Church tradition, and some ancient historians cling to the idea that the eunuch went home to Ethiopia, and began to share the story of Jesus. One early writer even records that he shared with the Queen, who came to believe in Jesus…and that the ancient church in Ethiopia, still 40 million people strong, started from this one simple encounter.
As I read this story this week, I began to wonder especially about those of us who have followed Jesus for some time now. I wonder how long it has been since we have paid attention, been available for God to use in someone else’s life to come to know him? And if it’s been a long time, I wonder why? Are we not as fervent as we once were? Are we more fearful of rejection than earlier? Are we less convinced that the good news…is really good? Have we bought into the idea that if God were good, bad things wouldn’t happen in the world, so we hesitate to share God with others?
Or maybe you look at this story of Philip and say longingly “When am I ever going to get an opportunity like this?” I think the answer is: constantly. All the time. God is at work. He longs to love people into kingdom lives. His presence is visible everywhere, if we are paying attention.
Elizabeth Barrett Browning is the 19 th century romantic poet who wrote the well-known sonnet, “How do I love thee? Let me count the ways…” She also wrote these lines:
“Earth is crammed with heaven
and every common bush afire with God
But only he who sees takes off his shoes
the rest sit around and pluck blackberries.”

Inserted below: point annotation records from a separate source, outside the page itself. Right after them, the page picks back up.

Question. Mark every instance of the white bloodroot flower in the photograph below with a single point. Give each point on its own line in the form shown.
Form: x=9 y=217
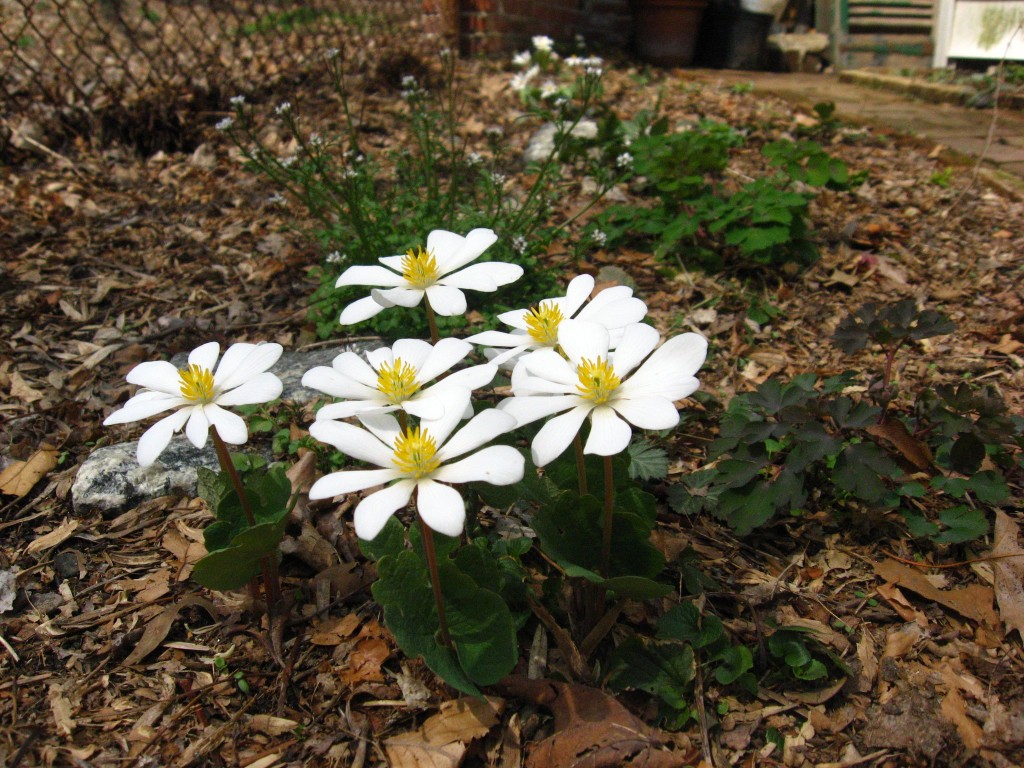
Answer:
x=395 y=378
x=537 y=328
x=614 y=389
x=420 y=460
x=198 y=394
x=439 y=272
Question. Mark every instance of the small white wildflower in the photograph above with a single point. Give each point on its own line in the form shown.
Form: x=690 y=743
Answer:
x=522 y=58
x=543 y=43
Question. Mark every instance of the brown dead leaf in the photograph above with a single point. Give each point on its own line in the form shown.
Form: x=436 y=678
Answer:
x=19 y=477
x=48 y=541
x=1009 y=570
x=591 y=729
x=973 y=601
x=914 y=451
x=954 y=710
x=158 y=627
x=442 y=739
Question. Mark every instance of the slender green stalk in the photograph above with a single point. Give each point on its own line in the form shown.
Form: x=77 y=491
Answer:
x=609 y=503
x=581 y=464
x=271 y=579
x=431 y=321
x=435 y=581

Nothing wrong with picking blackberries. But wouldn’t you rather be alert to God’s presence, burning within us and for the world, the people he has created? Wouldn’t you rather be part of Jesus’ kingdom work? Wouldn’t you rather be able to give people GOOD NEWS?
I venture to say that this week you will have a dozen opportunities to live or speak good news into people’s lives: you are surrounded by neighbors, work colleagues, family members, friends, other students, people who just happen to be on the road with you.
And I’m pretty sure that the Holy Spirit will provide the nudges for you to act or speak. What will you do? Don’t flee. Don’t look for your evange-cube! Give up trying to orchestrate everything. Pay attention. Be available. Amen.